The Numerical Features tab displays visualizations of the clusters identified by the k-means model. Under Numerical features, bar graphs display up to 10 of the most important numerical feature values for each centroid. 

![03](assets/03.png "results")

### Step 4: Used the ML.PREDICT function to predict the station cluster. 

The ML.PREDICT function was used to predict the cluster for a given set of stations. You predict clusters for all station names that contain the string Kennington. 

```sql
WITH
 hs AS (
 SELECT
   h.start_station_name AS station_name,
   IF
   (EXTRACT(DAYOFWEEK
     FROM
       h.start_date) = 1
     OR EXTRACT(DAYOFWEEK
     FROM
       h.start_date) = 7,
     "weekend",
     "weekday") AS isweekday,
   h.duration,
   ST_DISTANCE(ST_GEOGPOINT(s.longitude,
       s.latitude),
     ST_GEOGPOINT(-0.1,
       51.5))/1000 AS distance_from_city_center
 FROM
   `bigquery-public-data.london_bicycles.cycle_hire` AS h
 JOIN
   `bigquery-public-data.london_bicycles.cycle_stations` AS s
 ON
   h.start_station_id = s.id
 WHERE
   h.start_date BETWEEN CAST('2015-01-01 00:00:00' AS TIMESTAMP)
   AND CAST('2016-01-01 00:00:00' AS TIMESTAMP) ),
 stationstats AS (
 SELECT
   station_name,
   AVG(duration) AS duration,
   COUNT(duration) AS num_trips,
   MAX(distance_from_city_center) AS distance_from_city_center
 FROM
   hs
 GROUP BY
   station_name )
SELECT
 * EXCEPT(nearest_centroids_distance)
FROM
 ML.PREDICT( MODEL 12_bqml_exporting_model_prediction.london_station_clusters,
   (
   SELECT
     *
   FROM
     stationstats
   WHERE
     REGEXP_CONTAINS(station_name, 'Kennington')))
```
#### Results: Understanding the Data 

![04](assets/04.png "results")

### Step 5: Use the model to make data-driven decisions to know which features are the most important to determine the income bracket.

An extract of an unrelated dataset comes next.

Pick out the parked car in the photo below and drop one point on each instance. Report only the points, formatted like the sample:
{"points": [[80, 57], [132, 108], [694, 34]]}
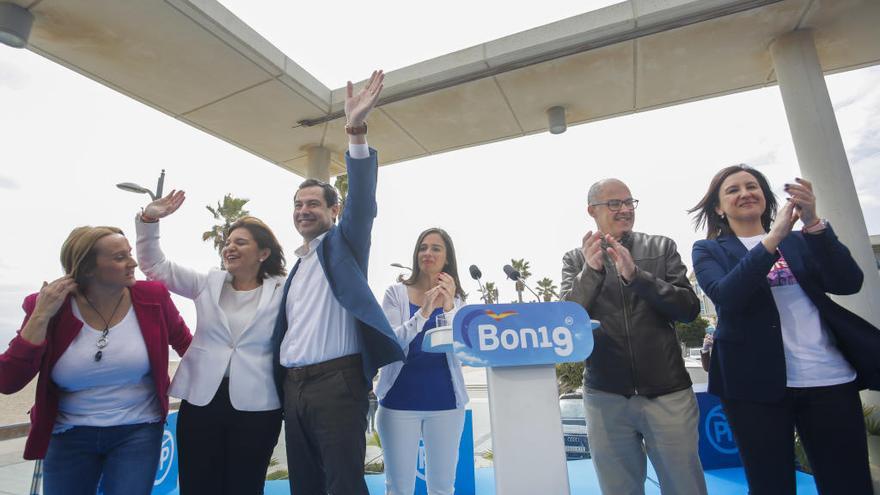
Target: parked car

Lastly, the model was used to make data-driven decisions. For example, based on the model results, you can determine which stations would benefit from extra capacity.

![05](assets/05.png "results")

Cluster#3 shows a busy city station that is close to the city center. (num_trips value) Cluster#2 shows the second city station which is less busy. 

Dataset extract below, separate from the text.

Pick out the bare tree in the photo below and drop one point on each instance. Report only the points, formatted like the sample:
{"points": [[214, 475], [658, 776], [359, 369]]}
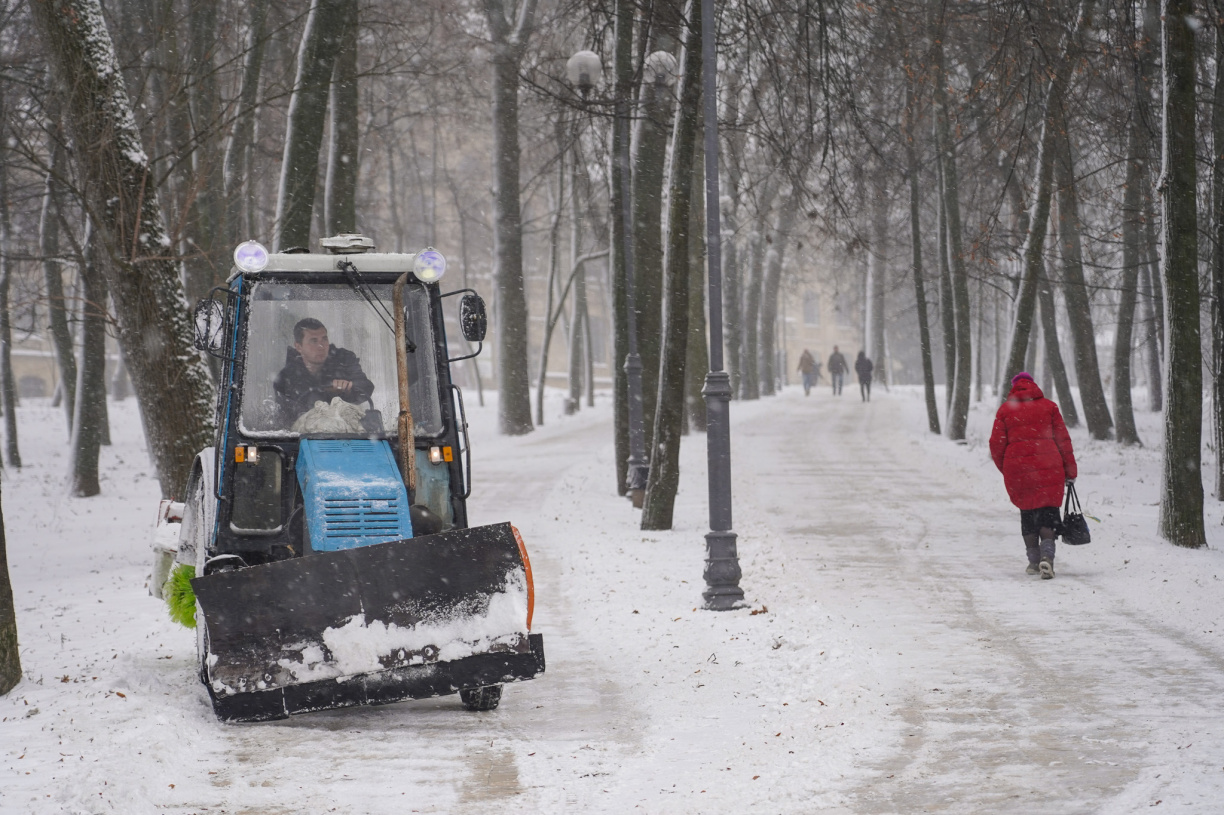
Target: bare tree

Cluster#1 shows a less busy suburban substation, with longer duration rentals. Cluster#4 shows another suburban station with trips that are shorter. Based on these results, you can use the data to inform your decisions. 

For example:
1. Assume that we need to experiment with a new type of lock. Which cluster of stations should you choose as a subject for this experiment? 
1. Assume that we want to stock some stations with racing bikes. Which stations should you choose?